このとき上映された作品、すなわち世界で最初の映画は、『リュミエール工場の出口』や『ラ・シオタ駅への列車の到着』、『赤ん坊の食事』、『水をかけられた撒水夫』などがあり、それぞれ1分程度の実写短編でした。
入場料は1フラン、全体のプログラムは25分ほどで、客席100席のうち半分も埋まらなかったとされています。
当時のチラシには上映作品は10本と記載されていますが、11本または12本とする説もあり、有料入場者数についても33人説や35人説があるなど、詳細ははっきりしていません。
また、『列車の到着』の上映時に「列車が向かってくる映像に驚いた観客が逃げ出した」という有名なエピソードも、実際にはシネマトグラフの宣伝として誇張された話だと言われています。
映画の生まれたきっかけは?
映画の誕生を厳密に定義することは難しく、リュミエール以前にも映像の投影や連続写真を使った動きのある映像の試みは行われていました。
19世紀末には、欧米各地で同時多発的に動画を映写する技術が発明・開発されており、このような動きが映画の生まれるきっかけとなったのです。

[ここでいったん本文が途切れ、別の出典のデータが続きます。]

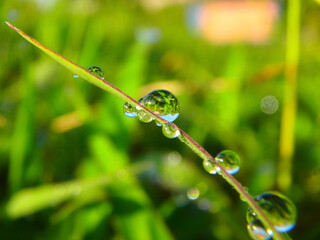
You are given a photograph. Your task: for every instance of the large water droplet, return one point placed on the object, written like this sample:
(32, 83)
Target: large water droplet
(229, 160)
(258, 232)
(278, 208)
(169, 130)
(129, 110)
(210, 166)
(269, 104)
(163, 103)
(96, 71)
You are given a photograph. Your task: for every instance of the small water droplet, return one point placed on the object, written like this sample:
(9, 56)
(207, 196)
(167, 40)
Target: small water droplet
(278, 208)
(158, 123)
(258, 232)
(96, 71)
(210, 167)
(241, 197)
(144, 116)
(229, 160)
(193, 193)
(269, 104)
(163, 103)
(148, 35)
(129, 110)
(170, 130)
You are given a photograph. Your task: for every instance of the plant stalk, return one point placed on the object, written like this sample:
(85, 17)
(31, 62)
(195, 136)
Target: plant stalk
(184, 137)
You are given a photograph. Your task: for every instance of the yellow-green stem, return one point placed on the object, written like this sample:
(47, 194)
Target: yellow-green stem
(286, 148)
(185, 138)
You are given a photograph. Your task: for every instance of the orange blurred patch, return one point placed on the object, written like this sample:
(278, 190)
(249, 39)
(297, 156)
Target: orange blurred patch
(238, 21)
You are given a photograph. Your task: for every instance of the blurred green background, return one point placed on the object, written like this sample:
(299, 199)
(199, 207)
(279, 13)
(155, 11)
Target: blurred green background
(72, 166)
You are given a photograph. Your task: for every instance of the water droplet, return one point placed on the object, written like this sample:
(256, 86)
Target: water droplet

アメリカのトーマス・エジソンは、箱の中でフィルムに光を当て、のぞき穴から動画を鑑賞する「キネトスコープ」を開発し、1894年4月にニューヨークで公開しました。
一方、リュミエール兄弟の「シネマトグラフ」はスクリーンに映像を投影し、多くの観客が同時に鑑賞できる仕組みを取り入れ、1895年3月に専門家向けの試写上映が行われました。
また、ドイツのスクラダノフスキー兄弟は二重投影機「ビオスコープ」を開発し、同年11月にベルリンで一般公開を実現しました。
その後、12月にリュミエール兄弟のシネマトグラフが一般公開され、その影響を受けたエジソンもスクリーン投影型の「ヴァイタスコープ」を1896年4月に正式上映しました。
この経緯からアメリカではエジソンを映画の発明者とする意見も根強く残っていますが、最終的にエジソンの装置やビオスコープは「映画の誕生」とは認定されていません。
映画の歴史の始まりはいつですか?
20世紀の終わりに映画100周年が近づくと、世界のフィルムアーカイブの合意により、1893年から1896年の間に映画の歴史は始まり、1895年が映画誕生のピークであったと理解されるようになりました。
そのため、多くの国で映画100周年の記念行事はシネマトグラフの公開を基準として行われ、マスコミもリュミエール兄弟を映画の発明者として取り上げることで、「映画の誕生」が一般的に認められるになりました。
この認識の基礎となるのは、映画とは「フィルム作品を映写機を用いて劇場で多くの観客に有料で公開するもの」という定義です。
しかし、現代ではデジタル技術の発展により「フィルム」に限定されない新しい映画の形が登場しており、その概念は今後見直されることと考えられます。